Group of 100 Devotees of Koyasan and Kumano


Member Profiles

Storyteller, Narrator,
(former) NHK Newscaster

Keiko Hirano


After graduating from Waseda University, Keiko Hirano worked for a foundation before joining NHK, where she had a number of roles, including as a newscaster and a narrator for the Taiga drama (an NHK historical drama) about Mori Motonari. She is also a dramatic storyteller who performs recitations of various works on stage and on television, both in Japan and overseas. She received the Galaxy Encouragement Prize for her work on the NHK Performing Arts program, The Narrating World by HIRANO Keiko; in 1997, she won the Grand Prize at the National Arts Festival of the Japanese Agency for Cultural Affairs for her work in theater; and in 2010, she received the Commissioner of Cultural Affairs Award in recognition of the contributions she has made over many years to the art and practice of storytelling. In 2014, Hirano went as a Japan Cultural Envoy to Turkey and Germany where she gave storytelling performances of Japanese literature. She has produced numerous storytelling CDs, DVDs and books. She has performed “The Fire of Rice Sheaves,” “Erutoururu-go no Monogatari” and “Jinmu Tosei,” all of which are connected with Wakayama. Hirano is currently a professor at the Osaka University of Arts.

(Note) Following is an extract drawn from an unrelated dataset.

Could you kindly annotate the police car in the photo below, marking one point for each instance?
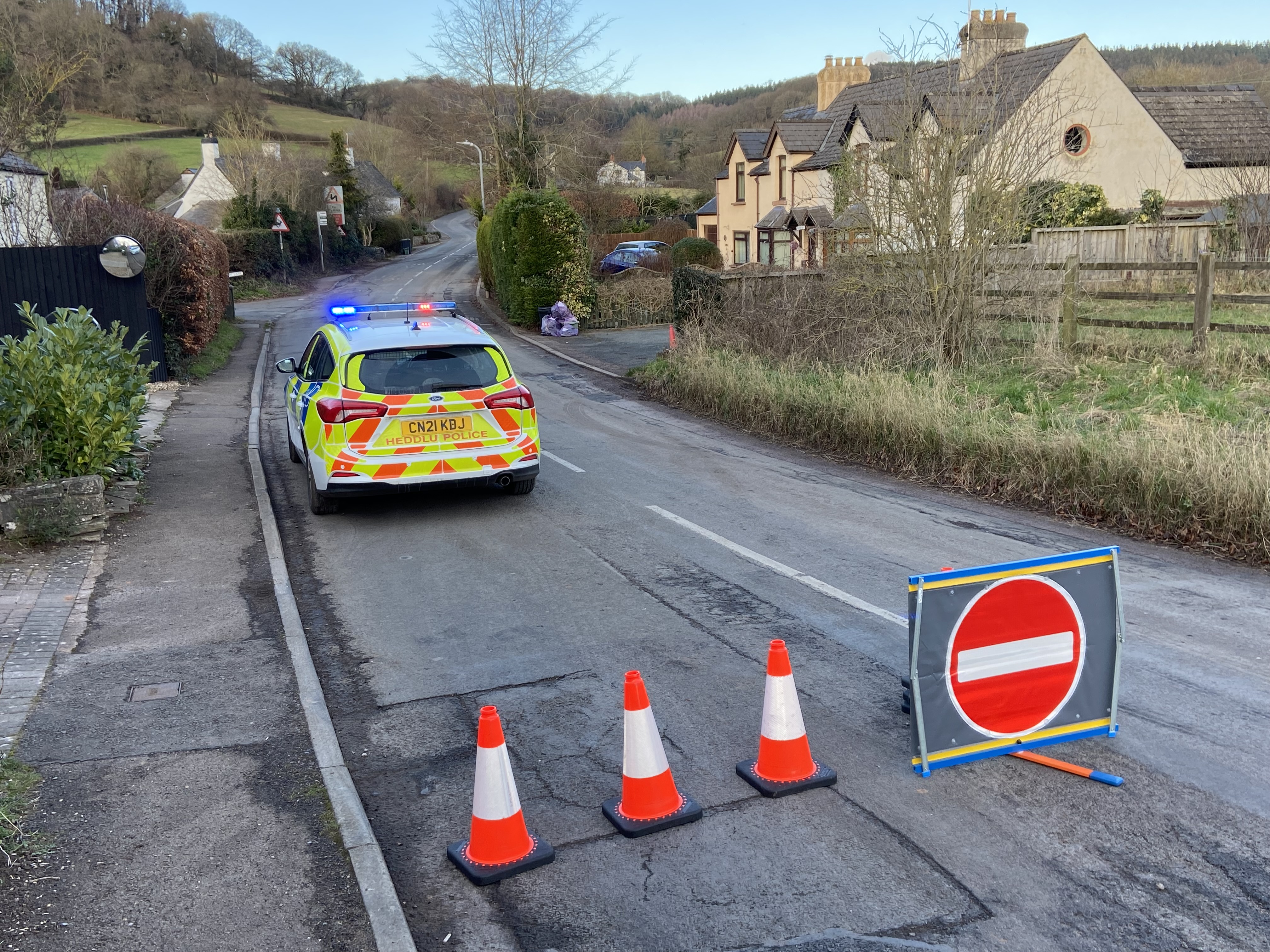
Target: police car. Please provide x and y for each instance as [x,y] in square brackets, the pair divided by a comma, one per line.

When I first realized how many heartfelt stories there are of people in Wakayama giving everything to overcome adversity, I was amazed. For someone like me who tells stories for a living, my connection to Wakayama has been forged through any number of tales. The same is true for Koyasan and Kumano, as well. From the moment I set foot on that hallowed ground, it seems as if the very air is different. And as I walk the pilgrim’s path through Kumano, I feel as if I am hearing the beating heart of the mountains. The story of Emperor Jinmu’s Eastern Expedition, found in Japan’s oldest historical record, the Kojiki; the story of “The Fire of Rice Sheaves” and “The Tale of the Frigate Ertuğrul” are all legends and traditions from this region. It is a place where I am enveloped by a deeper and more deliberate rhythm of life. And as I approach Nachi Taisha Grand Shrine, I encounter the sparkling magnificence of the Nachi Waterfall. In 2017, I had the great honor of delivering a recitation here of “Kumano Nachi-otaki to Nihonjin no Kokoro no Monogatari” as part of the 1,700 year anniversary of Nachi Taisha Grand Shrine’s establishment and the 1,300 year anniversary of Nachisan Seiganto-ji Temple’s establishment and inclusion in the Saigoku Kannon Pilgrimage. It is my sincerest hope that this profound spirit will be carried on for future generations.